GHANA LOSING APPEAL AS A DESTINATION FOR PETROLEUM INVESTMET

PETROLEUM INVESTMENT

PETROLEUM

 

Ghana’s once-promising petroleum industry is facing mounting difficulties that have eroded its attractiveness to global investors. Oil production has dropped significantly—from a peak of 71.4 million barrels in 2019 to just 48.25 million barrels in 2023—primarily due to maturing fields like Jubilee and TEN, and a lack of new discoveries.

This downturn has been compounded by the withdrawal of major international oil companies such as ExxonMobil, Anadarko, and Aker Energy. Their exits have been linked to regulatory uncertainty, bureaucratic delays, and an uncompetitive fiscal environment. Notably, Ghana’s 35% corporate tax rate for the oil and gas sector has been flagged as less favorable compared to neighboring countries with more investor-friendly policies.

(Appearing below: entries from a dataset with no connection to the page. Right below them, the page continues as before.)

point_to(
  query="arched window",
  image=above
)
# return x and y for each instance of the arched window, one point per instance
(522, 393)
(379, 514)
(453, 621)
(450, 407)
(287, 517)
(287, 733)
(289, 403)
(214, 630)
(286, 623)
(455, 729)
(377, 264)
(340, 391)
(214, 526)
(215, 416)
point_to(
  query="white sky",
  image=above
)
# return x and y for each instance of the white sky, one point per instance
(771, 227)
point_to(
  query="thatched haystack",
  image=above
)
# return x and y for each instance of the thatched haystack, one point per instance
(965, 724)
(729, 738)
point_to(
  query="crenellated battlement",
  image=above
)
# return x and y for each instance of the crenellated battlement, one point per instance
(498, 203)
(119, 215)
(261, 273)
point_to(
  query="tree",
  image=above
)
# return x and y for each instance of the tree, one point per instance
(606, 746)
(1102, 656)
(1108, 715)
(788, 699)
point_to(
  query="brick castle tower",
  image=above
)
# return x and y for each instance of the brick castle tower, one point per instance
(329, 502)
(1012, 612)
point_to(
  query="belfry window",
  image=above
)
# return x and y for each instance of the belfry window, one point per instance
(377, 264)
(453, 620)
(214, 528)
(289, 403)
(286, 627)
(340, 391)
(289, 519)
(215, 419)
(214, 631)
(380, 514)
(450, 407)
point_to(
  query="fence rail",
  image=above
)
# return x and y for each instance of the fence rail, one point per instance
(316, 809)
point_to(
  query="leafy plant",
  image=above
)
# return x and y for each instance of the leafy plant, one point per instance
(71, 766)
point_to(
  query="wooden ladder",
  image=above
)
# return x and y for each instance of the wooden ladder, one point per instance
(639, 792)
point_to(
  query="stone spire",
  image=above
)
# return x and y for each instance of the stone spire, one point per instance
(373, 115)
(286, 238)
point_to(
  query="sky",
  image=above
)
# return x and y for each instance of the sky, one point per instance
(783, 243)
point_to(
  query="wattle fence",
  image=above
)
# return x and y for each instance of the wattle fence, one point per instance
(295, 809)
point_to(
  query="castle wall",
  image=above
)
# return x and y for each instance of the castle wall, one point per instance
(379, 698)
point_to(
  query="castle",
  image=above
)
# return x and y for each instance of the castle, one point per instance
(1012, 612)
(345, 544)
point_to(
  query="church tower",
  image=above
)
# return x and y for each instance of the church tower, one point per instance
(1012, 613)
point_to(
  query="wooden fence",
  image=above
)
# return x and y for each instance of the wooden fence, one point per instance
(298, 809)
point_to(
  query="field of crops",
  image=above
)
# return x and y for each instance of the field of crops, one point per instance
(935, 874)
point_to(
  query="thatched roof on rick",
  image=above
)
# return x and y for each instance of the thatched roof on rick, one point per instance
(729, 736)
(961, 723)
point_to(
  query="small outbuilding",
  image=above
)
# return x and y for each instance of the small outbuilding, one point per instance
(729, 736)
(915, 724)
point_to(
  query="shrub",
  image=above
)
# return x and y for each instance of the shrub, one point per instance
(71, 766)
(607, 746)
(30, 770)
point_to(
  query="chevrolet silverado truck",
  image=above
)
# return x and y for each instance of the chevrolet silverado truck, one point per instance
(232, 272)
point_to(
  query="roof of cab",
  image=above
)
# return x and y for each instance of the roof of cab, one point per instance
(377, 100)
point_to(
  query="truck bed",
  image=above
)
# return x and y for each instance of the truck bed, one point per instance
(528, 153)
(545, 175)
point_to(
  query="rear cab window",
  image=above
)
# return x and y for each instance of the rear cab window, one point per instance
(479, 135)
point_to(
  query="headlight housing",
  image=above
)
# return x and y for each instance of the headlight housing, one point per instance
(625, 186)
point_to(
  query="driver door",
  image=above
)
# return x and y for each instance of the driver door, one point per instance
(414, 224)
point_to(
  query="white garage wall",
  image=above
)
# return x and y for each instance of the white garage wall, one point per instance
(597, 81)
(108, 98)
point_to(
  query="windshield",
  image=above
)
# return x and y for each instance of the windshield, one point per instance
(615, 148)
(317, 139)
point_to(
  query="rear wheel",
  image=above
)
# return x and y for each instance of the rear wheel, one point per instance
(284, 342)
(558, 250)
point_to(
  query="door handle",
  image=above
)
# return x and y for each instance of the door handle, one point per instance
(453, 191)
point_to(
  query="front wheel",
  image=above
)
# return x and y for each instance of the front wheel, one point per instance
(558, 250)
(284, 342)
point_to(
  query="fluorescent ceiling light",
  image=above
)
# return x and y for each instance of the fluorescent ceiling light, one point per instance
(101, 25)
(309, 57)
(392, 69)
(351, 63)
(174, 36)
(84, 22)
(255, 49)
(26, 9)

The stalled progress of oil block licensing rounds—especially since the 2018 bid round—has further shaken investor confidence, with awarded blocks remaining undeveloped due to contract disagreements and slow government processes.

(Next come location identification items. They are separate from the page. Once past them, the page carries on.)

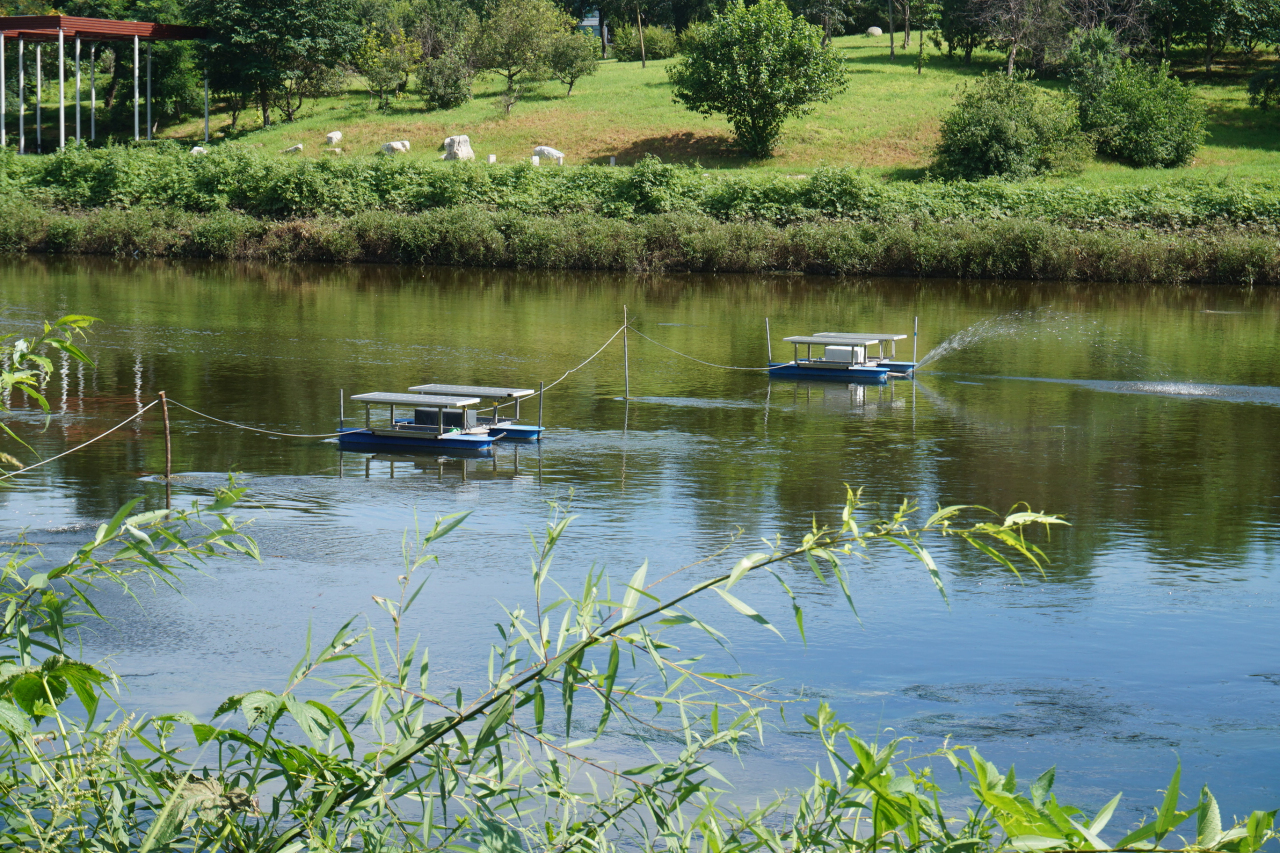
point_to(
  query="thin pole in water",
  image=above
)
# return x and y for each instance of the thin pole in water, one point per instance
(168, 454)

The resulting decline in investment has had a noticeable impact on revenue. Petroleum income fell by 62.63% in the second half of 2024, plummeting from $840.77 million to $517 million, raising alarms about the sustainability of Ghana’s oil-reliant economy.

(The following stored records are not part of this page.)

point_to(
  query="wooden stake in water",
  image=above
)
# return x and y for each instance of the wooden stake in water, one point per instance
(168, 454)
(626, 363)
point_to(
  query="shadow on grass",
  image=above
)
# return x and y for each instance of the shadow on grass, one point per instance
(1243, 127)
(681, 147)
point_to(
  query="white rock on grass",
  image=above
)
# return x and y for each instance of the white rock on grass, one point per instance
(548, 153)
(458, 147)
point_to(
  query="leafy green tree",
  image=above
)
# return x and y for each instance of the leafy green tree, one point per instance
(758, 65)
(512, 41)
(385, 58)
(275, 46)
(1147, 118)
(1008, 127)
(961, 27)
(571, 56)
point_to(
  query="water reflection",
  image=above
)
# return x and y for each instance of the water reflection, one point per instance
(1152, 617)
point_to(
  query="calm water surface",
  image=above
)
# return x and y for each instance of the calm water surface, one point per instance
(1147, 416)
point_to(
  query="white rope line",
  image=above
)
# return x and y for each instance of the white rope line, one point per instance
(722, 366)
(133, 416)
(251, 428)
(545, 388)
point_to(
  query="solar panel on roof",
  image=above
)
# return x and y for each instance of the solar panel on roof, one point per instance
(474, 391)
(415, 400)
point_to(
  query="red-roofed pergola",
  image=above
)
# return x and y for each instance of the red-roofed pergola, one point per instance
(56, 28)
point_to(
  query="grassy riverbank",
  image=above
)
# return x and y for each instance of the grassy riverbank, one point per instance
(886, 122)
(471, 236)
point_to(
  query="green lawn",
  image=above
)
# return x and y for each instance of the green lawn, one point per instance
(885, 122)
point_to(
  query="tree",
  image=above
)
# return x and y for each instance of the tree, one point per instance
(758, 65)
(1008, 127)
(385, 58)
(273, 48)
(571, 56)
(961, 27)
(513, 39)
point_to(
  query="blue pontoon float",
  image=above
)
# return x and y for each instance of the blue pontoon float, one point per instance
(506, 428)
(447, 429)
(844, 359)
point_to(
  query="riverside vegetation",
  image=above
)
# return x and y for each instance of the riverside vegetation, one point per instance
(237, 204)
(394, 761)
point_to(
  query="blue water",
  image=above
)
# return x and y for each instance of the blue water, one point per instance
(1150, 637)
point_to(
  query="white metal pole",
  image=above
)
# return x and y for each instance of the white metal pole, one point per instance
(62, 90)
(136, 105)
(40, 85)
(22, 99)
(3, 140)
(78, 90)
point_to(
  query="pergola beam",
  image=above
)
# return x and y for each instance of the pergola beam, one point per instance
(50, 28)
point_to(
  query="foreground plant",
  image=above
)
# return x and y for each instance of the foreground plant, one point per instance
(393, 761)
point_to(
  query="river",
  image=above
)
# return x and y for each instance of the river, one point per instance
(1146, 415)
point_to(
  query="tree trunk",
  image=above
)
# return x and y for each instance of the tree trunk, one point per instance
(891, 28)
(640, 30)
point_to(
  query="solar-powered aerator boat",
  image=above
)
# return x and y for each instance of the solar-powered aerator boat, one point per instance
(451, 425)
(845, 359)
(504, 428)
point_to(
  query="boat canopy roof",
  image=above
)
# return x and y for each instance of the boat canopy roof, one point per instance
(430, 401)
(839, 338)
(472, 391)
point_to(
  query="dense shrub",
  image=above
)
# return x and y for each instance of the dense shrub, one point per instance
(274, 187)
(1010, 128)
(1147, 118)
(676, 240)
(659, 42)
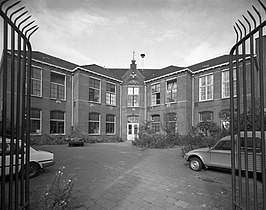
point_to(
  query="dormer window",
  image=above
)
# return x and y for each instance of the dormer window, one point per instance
(171, 87)
(133, 96)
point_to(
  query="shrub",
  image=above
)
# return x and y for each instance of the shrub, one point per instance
(58, 194)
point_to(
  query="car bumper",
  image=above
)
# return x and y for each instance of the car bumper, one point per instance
(47, 164)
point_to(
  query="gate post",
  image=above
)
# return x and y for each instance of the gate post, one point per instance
(247, 113)
(15, 75)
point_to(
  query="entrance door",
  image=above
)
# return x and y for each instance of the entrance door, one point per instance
(132, 131)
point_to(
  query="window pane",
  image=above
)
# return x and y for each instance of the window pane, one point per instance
(110, 118)
(94, 116)
(57, 115)
(57, 78)
(36, 73)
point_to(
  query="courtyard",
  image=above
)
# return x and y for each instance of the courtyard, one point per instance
(121, 176)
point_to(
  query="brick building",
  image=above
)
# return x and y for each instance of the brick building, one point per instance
(111, 104)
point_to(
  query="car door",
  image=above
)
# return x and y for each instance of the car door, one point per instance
(220, 154)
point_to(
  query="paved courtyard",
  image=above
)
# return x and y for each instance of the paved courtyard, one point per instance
(121, 176)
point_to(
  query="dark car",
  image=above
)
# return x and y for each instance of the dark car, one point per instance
(76, 141)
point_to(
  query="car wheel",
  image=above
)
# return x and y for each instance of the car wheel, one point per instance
(195, 164)
(34, 170)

In a bid to revive the sector, the government has launched a $12 billion petroleum hub project in the Western Region, aiming to position Ghana as a regional energy trade hub. However, analysts argue that without substantial reforms—such as simplifying licensing procedures, offering tax incentives for exploration, and improving transparency—the hub alone may not attract the needed investment.

Experts stress that reviving investor interest will require deliberate and comprehensive policy changes to restore confidence and unlock Ghana’s full petroleum potential.